近年、Muonは大規模言語モデル、そしてより広くはトランスフォーマーの訓練における支配的な手法として台頭してきた。標準的な勾配降下法と比較した場合の本質的な違いは、通常の更新行列 \(M = U \Sigma V^\top\) をその極因子 \(UV^\top\) で置き換える点にある。本研究では、あるパラメータ \(p\) に対して更新 \(M\) を \(U \Sigma^p V^\top\) で置き換える、Muonのような更新のクラスを考察する。これを「スペクトル整形」操作と呼び、(a)損失関数の局所曲率、(b)確率的勾配とラベルノイズに起因するノイズ、(c)訓練段階に依存する \(p\) の選択方法に関する理論を構築する。我々の理論と実験は、これまで見落とされていた挙動を明らかにする。正の \(p\) は初期において高曲率方向を強調し信号の収縮を加速することで役立ち、一方で緩やかに負の \(p\) は後期において未だ有用な訓練信号を含む低曲率方向へ更新の強度を再配分することで役立つ。この知見に基づき、我々は訓練過程で \(p\) を正から緩やかに負へとスケジュールする効率的な動的スペクトル整形手法DynMuonを提案する。モデルサイズ、アーキテクチャ、訓練設定を網羅した広範な実験により、DynMuonはMuonよりも一貫して低い検証損失を達成し、同じ目標損失に到達するために必要なステップ数が10.6%から26.5%削減されることを示す。

English

In recent years, Muon has emerged as the dominant method for training large language models, and transformers more broadly. The essential difference, when compared to standard gradient descent methods, is to replace the usual update matrix M=UΣV^top with its polar factor UV^top.

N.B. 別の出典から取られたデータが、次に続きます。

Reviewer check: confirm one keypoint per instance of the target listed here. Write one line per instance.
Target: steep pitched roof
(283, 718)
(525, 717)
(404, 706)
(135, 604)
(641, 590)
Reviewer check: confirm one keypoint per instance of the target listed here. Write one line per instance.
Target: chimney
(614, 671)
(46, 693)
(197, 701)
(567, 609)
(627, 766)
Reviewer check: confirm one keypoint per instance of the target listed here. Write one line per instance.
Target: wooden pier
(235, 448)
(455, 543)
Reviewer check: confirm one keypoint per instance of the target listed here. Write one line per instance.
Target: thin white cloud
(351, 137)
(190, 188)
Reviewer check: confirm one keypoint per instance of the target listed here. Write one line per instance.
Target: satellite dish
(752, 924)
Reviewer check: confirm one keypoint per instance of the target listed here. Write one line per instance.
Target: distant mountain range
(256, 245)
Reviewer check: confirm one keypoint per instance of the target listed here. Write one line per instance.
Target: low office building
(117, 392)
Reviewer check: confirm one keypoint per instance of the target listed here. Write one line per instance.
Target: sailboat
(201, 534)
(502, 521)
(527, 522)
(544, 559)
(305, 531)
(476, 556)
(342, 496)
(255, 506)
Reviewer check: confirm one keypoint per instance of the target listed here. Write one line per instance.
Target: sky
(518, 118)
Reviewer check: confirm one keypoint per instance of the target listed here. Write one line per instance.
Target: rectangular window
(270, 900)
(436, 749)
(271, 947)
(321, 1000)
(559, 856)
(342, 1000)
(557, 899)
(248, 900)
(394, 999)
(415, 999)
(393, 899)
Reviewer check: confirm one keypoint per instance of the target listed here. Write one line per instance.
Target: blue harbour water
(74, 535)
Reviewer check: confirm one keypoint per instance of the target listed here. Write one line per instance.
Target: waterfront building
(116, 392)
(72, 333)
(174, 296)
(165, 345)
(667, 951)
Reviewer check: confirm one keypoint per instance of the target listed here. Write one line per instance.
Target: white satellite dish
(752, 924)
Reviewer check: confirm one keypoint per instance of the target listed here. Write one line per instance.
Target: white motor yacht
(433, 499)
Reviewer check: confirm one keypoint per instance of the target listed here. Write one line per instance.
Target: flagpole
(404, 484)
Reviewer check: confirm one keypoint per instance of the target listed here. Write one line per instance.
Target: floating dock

In this work, we consider a class of Muon-like updates, where we replace the update M with UΣ^p V^top for some parameter p. We call this a "spectral-shaping" operation, and develop a theory of how to pick p which depends on (a) local curvature of the loss function, (b) noise stemming from stochastic gradients and label noise, and (c) training stage. Our theory and experimentation reveal a previously overlooked behavior: positive p helps early by emphasizing high-curvature directions and accelerating signal contraction, while mildly negative p helps later by reallocating update strength toward low-curvature directions that still contain useful training signals. Building on the insight, we propose DynMuon, an efficient dynamic spectral shaping method that schedules p from positive to mildly negative over training. Extensive experiments across model sizes, architectures, and training settings show that DynMuon consistently achieves lower validation loss than Muon, while requiring 10.6-26.5% fewer steps to reach the same target loss.